2

Is it possible to manipulate an std::vector<unsigned char> through its data pointer as if it were a container of float?

Here is an example that compiles and (seemingly?) runs as desired (GCC 4.8, C++11):

#include <iostream>
#include <vector>

int main()
{
    std::vector<unsigned char> bytes(2 * sizeof(float));
    auto ptr = reinterpret_cast<float *>(bytes.data());
    ptr[0] = 1.1;
    ptr[1] = 1.2;
    std::cout << ptr[0] << ", " << ptr[1] << std::endl;
    return 0;
}

This snippet successfully writes/reads data from the byte buffer as if it were an array of float. From reading about reinterpret_cast I'm afraid that this might be undefined behavior. My confidence in understanding the type aliasing details is too little for me to be sure.

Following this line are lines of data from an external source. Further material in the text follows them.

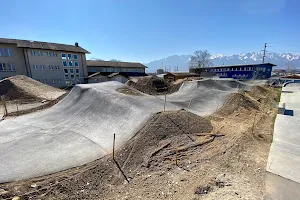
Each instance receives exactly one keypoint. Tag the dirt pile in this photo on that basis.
(148, 150)
(237, 101)
(153, 85)
(221, 156)
(24, 89)
(129, 91)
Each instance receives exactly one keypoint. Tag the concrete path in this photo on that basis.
(80, 128)
(284, 157)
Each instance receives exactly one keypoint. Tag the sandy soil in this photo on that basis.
(222, 156)
(24, 95)
(153, 85)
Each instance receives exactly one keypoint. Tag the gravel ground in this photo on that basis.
(222, 156)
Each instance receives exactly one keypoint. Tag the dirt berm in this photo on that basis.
(24, 89)
(176, 155)
(153, 85)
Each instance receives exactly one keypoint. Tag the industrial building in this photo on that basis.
(174, 76)
(55, 64)
(112, 66)
(247, 71)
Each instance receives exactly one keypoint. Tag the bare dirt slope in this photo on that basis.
(153, 85)
(218, 157)
(23, 88)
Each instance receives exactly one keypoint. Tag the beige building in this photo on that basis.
(58, 65)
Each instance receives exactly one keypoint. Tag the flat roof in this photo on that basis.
(102, 63)
(43, 45)
(240, 65)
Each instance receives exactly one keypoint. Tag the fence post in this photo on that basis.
(4, 105)
(116, 161)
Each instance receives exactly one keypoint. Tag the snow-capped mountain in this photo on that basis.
(182, 62)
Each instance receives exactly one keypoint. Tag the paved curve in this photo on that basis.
(283, 176)
(80, 128)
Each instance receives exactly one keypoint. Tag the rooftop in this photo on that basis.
(182, 74)
(43, 45)
(240, 65)
(101, 63)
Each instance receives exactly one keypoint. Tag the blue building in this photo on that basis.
(247, 71)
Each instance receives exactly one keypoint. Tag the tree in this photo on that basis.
(200, 59)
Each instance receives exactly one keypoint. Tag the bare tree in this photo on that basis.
(200, 59)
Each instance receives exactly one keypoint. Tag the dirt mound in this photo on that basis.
(260, 90)
(164, 130)
(153, 85)
(24, 89)
(237, 101)
(234, 161)
(129, 91)
(160, 136)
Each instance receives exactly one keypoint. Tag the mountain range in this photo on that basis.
(182, 62)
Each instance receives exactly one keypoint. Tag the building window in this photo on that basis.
(63, 56)
(2, 67)
(12, 67)
(8, 52)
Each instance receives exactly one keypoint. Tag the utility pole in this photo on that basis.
(264, 53)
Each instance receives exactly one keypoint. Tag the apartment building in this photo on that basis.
(110, 66)
(58, 65)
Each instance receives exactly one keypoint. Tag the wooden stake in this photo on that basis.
(176, 159)
(165, 102)
(116, 161)
(4, 105)
(17, 109)
(253, 123)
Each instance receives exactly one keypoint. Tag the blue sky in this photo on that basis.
(146, 30)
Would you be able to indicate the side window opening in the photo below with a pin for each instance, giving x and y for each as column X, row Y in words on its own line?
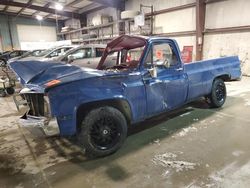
column 161, row 55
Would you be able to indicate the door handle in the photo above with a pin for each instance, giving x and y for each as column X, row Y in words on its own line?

Is the code snippet undefined behavior as outlined above? If so, is there another way to achieve this sort of byte manipulation?

Stargazer
  • 63
  • 6
  • I'd say it breaks strict aliasing. The best solution is to create a new vector (of `float`) of the correct size, and do a byte-wise copy from the byte vector to the float vector (i.e. `memcpy`). – Some programmer dude May 20 '20 at 11:23
  • @Gupta this is a simplified example of my use case, I'm not sure if me taking the time to explain is worth it. Long story short this has to do with the fact that what is 'float' in this example is in fact a type that is only known during runtime. – Stargazer May 20 '20 at 11:27
  • @Groo I am planning to use `bytes` afterwards. More accurately, a library is using its data pointer to read the floats. – Stargazer May 20 '20 at 11:29
  • @Groo No it isn't. – Asteroids With Wings May 20 '20 at 11:32
  • @Gupta No it isn't. – Asteroids With Wings May 20 '20 at 11:32
  • @Gupta If you could post an answer with a link to the relevant wording of the standard or at [cppreference.com](https://cppreference.com) that would be great – Stargazer May 20 '20 at 11:33
  • @Groo I am casting and passing the pointer on to a library routine accepting `void *` – Stargazer May 20 '20 at 11:38
  • @Stargazer Seems like a `reinterpret_cast(vec.data())` on a `std::vector` would be more appropriate then – Asteroids With Wings May 20 '20 at 11:40
  • @AsteroidsWithWings see my first comment towards Gupta for why things aren't that easy. – Stargazer May 20 '20 at 11:42
  • @Stargazer Then you're stuck with antics :) (Please fully explain the use case in the question.) – Asteroids With Wings May 20 '20 at 11:42
  • @Stargazer: you are allowed to do vice versa (cast the `float*` to `char*` for byte inspection), although the writers of the library will likely rely on UB in that case. So a defined way would be to create an array of floats and then `reinterpret_cast` it before passing to the library.\ – vgru May 20 '20 at 11:47

2 Answers2

5

Legal answer

No, this is not permitted.

C++ isn't just "a load of bytes" — the compiler (and, more abstractly, the language) have been told that you have a container of unsigned chars, not a container of floats. No floats exist, and you can't pretend that they do.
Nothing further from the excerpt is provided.